Contents
Kolmogorov-Smirnov Test
The Kolmogorov-Smirnov Test compares a sample to a reference distribution or compares two samples to each other. Use it to test goodness-of-fit to any continuous distribution or to detect distribution drift.

Quick Hits
- •Tests whether a sample follows a specified distribution (one-sample) or whether two samples come from the same distribution (two-sample)
- •Based on the maximum distance between cumulative distribution functions (CDFs)
- •Non-parametric: works with any continuous distribution
- •D statistic ranges from 0 (perfect match) to 1 (completely different)
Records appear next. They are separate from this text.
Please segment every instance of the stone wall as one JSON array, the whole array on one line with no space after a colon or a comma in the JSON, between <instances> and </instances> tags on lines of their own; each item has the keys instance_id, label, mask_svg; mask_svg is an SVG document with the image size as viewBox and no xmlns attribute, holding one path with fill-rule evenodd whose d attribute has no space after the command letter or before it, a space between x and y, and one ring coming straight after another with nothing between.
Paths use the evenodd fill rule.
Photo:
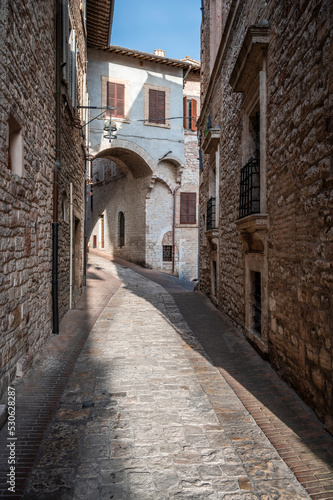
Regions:
<instances>
[{"instance_id":1,"label":"stone wall","mask_svg":"<svg viewBox=\"0 0 333 500\"><path fill-rule=\"evenodd\" d=\"M125 176L110 160L94 160L94 173L99 183L94 185L93 212L89 245L136 263L145 262L145 202L149 179ZM102 180L101 168L104 169ZM94 175L96 178L96 175ZM119 213L125 216L125 244L119 246ZM104 247L102 246L101 215L104 216Z\"/></svg>"},{"instance_id":2,"label":"stone wall","mask_svg":"<svg viewBox=\"0 0 333 500\"><path fill-rule=\"evenodd\" d=\"M70 2L70 10L80 51L78 97L82 102L85 42L79 0ZM1 2L0 68L2 394L15 375L24 374L36 352L52 333L53 171L56 141L54 3L40 0ZM58 185L60 318L68 309L69 296L70 182L74 185L75 213L81 224L76 245L77 292L80 291L82 280L83 139L82 132L77 128L79 117L75 117L75 112L70 109L66 93L66 87L63 86ZM64 194L67 198L65 217Z\"/></svg>"},{"instance_id":3,"label":"stone wall","mask_svg":"<svg viewBox=\"0 0 333 500\"><path fill-rule=\"evenodd\" d=\"M70 22L78 41L77 104L85 104L85 33L80 1L70 2ZM78 111L69 96L66 84L61 88L61 169L58 176L59 211L59 318L69 309L70 286L70 184L73 189L73 304L82 292L84 240L84 137L80 128L82 111ZM67 204L67 209L64 205ZM64 214L64 211L66 214Z\"/></svg>"},{"instance_id":4,"label":"stone wall","mask_svg":"<svg viewBox=\"0 0 333 500\"><path fill-rule=\"evenodd\" d=\"M38 0L34 5L2 1L0 46L2 394L17 368L27 368L52 328L53 10ZM23 137L21 175L9 168L10 116Z\"/></svg>"},{"instance_id":5,"label":"stone wall","mask_svg":"<svg viewBox=\"0 0 333 500\"><path fill-rule=\"evenodd\" d=\"M217 305L252 341L252 333L245 328L245 274L246 259L258 250L251 250L253 234L247 240L249 249L236 225L246 93L242 97L234 92L230 77L249 26L266 26L268 20L264 200L268 224L260 257L266 269L263 293L267 294L267 325L266 337L260 340L265 344L261 350L332 431L330 3L273 1L266 6L264 2L247 1L232 12L235 3L231 7L230 2L224 2L225 31L211 77L207 73L209 3L205 2L207 21L202 31L206 70L200 126L202 144L208 115L212 127L221 127L220 204L218 246L213 248L203 227L213 163L212 154L206 154L200 180L201 288L211 294L211 255L217 251ZM226 30L230 30L228 36ZM249 234L246 229L245 234ZM259 234L258 230L254 234ZM254 339L257 347L260 342Z\"/></svg>"}]
</instances>

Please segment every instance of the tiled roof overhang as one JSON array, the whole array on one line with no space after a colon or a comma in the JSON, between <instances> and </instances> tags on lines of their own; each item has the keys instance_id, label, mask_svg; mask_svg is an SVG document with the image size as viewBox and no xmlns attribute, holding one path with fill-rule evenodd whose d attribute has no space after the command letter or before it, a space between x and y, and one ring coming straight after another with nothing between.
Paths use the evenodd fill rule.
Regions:
<instances>
[{"instance_id":1,"label":"tiled roof overhang","mask_svg":"<svg viewBox=\"0 0 333 500\"><path fill-rule=\"evenodd\" d=\"M110 43L114 0L87 0L87 45L107 47Z\"/></svg>"},{"instance_id":2,"label":"tiled roof overhang","mask_svg":"<svg viewBox=\"0 0 333 500\"><path fill-rule=\"evenodd\" d=\"M200 72L200 64L194 65L191 61L186 62L180 59L170 59L169 57L157 56L155 54L149 54L148 52L139 52L138 50L126 49L125 47L119 47L118 45L110 45L109 47L102 48L105 52L110 52L113 54L118 54L121 56L134 57L135 59L140 59L142 61L151 61L158 64L166 64L167 66L173 66L176 68L188 69L191 67L192 72Z\"/></svg>"}]
</instances>

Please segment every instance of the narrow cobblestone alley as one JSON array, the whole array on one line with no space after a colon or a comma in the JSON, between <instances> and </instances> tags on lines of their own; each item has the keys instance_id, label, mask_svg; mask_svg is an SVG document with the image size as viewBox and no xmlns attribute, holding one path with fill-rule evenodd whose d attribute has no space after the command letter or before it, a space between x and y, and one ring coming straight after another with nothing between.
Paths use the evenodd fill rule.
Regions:
<instances>
[{"instance_id":1,"label":"narrow cobblestone alley","mask_svg":"<svg viewBox=\"0 0 333 500\"><path fill-rule=\"evenodd\" d=\"M103 286L98 273L110 273L115 293L77 359L23 498L301 500L309 493L314 500L332 498L331 436L282 381L280 388L274 382L273 406L268 386L261 387L267 408L256 399L255 387L250 399L245 389L250 382L243 387L233 378L242 367L230 360L222 366L222 347L236 364L235 350L241 352L248 378L252 366L254 376L268 384L279 379L216 310L208 308L207 314L201 294L120 260L94 254L90 264L96 290ZM216 360L207 325L211 331L218 325L223 337ZM194 335L201 332L204 339L205 328L210 357ZM264 363L261 372L258 363ZM278 418L278 408L286 405L295 414L302 411L292 431ZM266 424L266 435L271 427L275 447L251 411L264 430ZM298 449L292 450L292 439ZM283 451L292 456L290 450L298 456L299 480L288 467L293 464L281 458Z\"/></svg>"}]
</instances>

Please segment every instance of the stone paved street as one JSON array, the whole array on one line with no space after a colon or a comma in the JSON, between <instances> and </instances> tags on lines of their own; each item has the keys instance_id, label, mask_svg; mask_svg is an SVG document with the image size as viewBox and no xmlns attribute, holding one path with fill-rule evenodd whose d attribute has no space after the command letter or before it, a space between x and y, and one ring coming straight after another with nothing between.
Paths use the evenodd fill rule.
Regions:
<instances>
[{"instance_id":1,"label":"stone paved street","mask_svg":"<svg viewBox=\"0 0 333 500\"><path fill-rule=\"evenodd\" d=\"M23 498L309 498L172 296L130 268L90 263L122 285L75 364Z\"/></svg>"}]
</instances>

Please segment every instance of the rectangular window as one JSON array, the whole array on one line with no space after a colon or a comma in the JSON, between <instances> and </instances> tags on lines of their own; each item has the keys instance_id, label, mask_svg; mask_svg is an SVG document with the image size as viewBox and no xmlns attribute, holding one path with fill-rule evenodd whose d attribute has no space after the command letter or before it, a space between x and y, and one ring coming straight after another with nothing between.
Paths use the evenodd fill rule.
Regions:
<instances>
[{"instance_id":1,"label":"rectangular window","mask_svg":"<svg viewBox=\"0 0 333 500\"><path fill-rule=\"evenodd\" d=\"M261 335L261 273L251 271L252 276L252 325L253 330Z\"/></svg>"},{"instance_id":2,"label":"rectangular window","mask_svg":"<svg viewBox=\"0 0 333 500\"><path fill-rule=\"evenodd\" d=\"M149 89L149 115L152 123L165 123L165 92L163 90Z\"/></svg>"},{"instance_id":3,"label":"rectangular window","mask_svg":"<svg viewBox=\"0 0 333 500\"><path fill-rule=\"evenodd\" d=\"M196 99L184 97L183 99L183 116L184 116L184 129L197 130L197 114L198 103Z\"/></svg>"},{"instance_id":4,"label":"rectangular window","mask_svg":"<svg viewBox=\"0 0 333 500\"><path fill-rule=\"evenodd\" d=\"M8 168L22 177L23 175L23 135L22 129L15 118L9 116Z\"/></svg>"},{"instance_id":5,"label":"rectangular window","mask_svg":"<svg viewBox=\"0 0 333 500\"><path fill-rule=\"evenodd\" d=\"M107 82L107 106L116 108L111 111L112 116L124 118L125 116L125 85L122 83Z\"/></svg>"},{"instance_id":6,"label":"rectangular window","mask_svg":"<svg viewBox=\"0 0 333 500\"><path fill-rule=\"evenodd\" d=\"M180 193L180 223L196 223L196 193Z\"/></svg>"},{"instance_id":7,"label":"rectangular window","mask_svg":"<svg viewBox=\"0 0 333 500\"><path fill-rule=\"evenodd\" d=\"M163 262L172 262L172 245L163 245Z\"/></svg>"}]
</instances>

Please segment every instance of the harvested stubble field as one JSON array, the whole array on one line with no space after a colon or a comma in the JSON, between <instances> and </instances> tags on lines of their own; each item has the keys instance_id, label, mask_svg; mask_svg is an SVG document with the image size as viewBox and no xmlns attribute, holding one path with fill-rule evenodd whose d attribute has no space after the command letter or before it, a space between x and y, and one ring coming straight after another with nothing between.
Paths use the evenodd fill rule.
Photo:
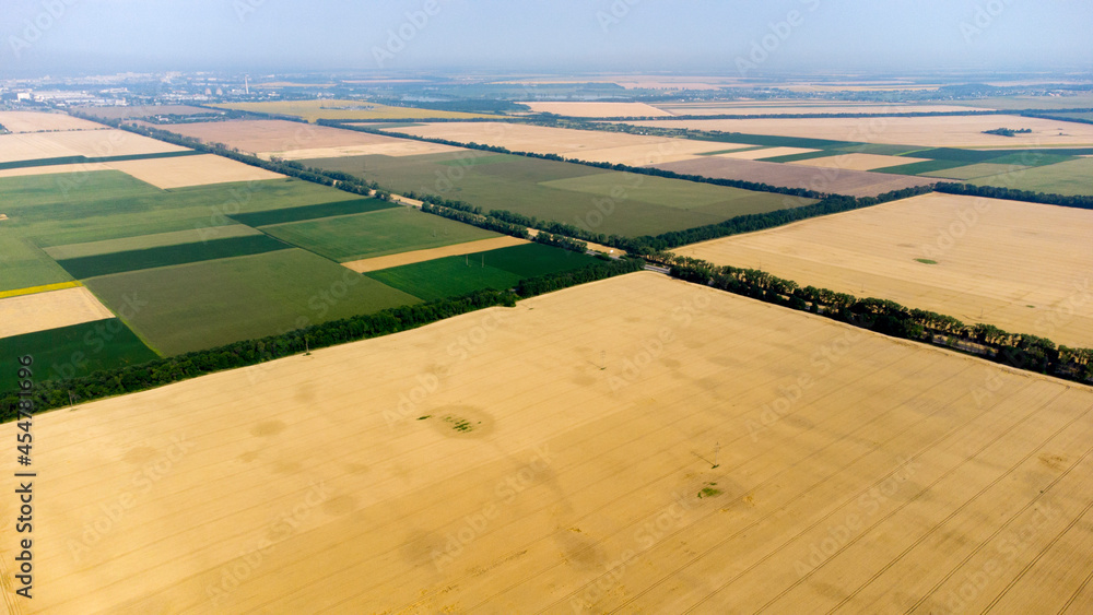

- •Less powerful than Shapiro-Wilk for testing normality specifically, but more flexible
The StatsTest Flow: Difference or Goodness of Fit >> Testing Distribution Assumptions >> Does my data follow a specific distribution?
Not sure this is the right statistical method? Use the Choose Your StatsTest workflow to select the right method.
What is the Kolmogorov-Smirnov Test?
The Kolmogorov-Smirnov (KS) Test is a non-parametric test that compares cumulative distribution functions (CDFs). It comes in two variants:
- One-sample KS test: Compares a sample's empirical CDF to a theoretical reference CDF (e.g., normal, uniform, exponential).
- Two-sample KS test: Compares the empirical CDFs of two independent samples to test whether they come from the same distribution.
The test statistic, D, is the maximum absolute difference between the two CDFs being compared. Larger values of D indicate greater departure from the null hypothesis.
The Kolmogorov-Smirnov Test is also called the KS Test, the Kolmogorov Test, or the Smirnov Test (two-sample version).
Assumptions for the Kolmogorov-Smirnov Test
The assumptions include:
- Continuous Data
- Independent Observations
- Fully Specified Reference Distribution (one-sample version)
Continuous Data
The KS test is designed for continuous distributions. For discrete data, the test is conservative (p-values are too large). Use the Chi-Square Goodness of Fit Test for categorical data.
Independent Observations
Each observation must be independent. Time-series data or clustered observations violate this assumption.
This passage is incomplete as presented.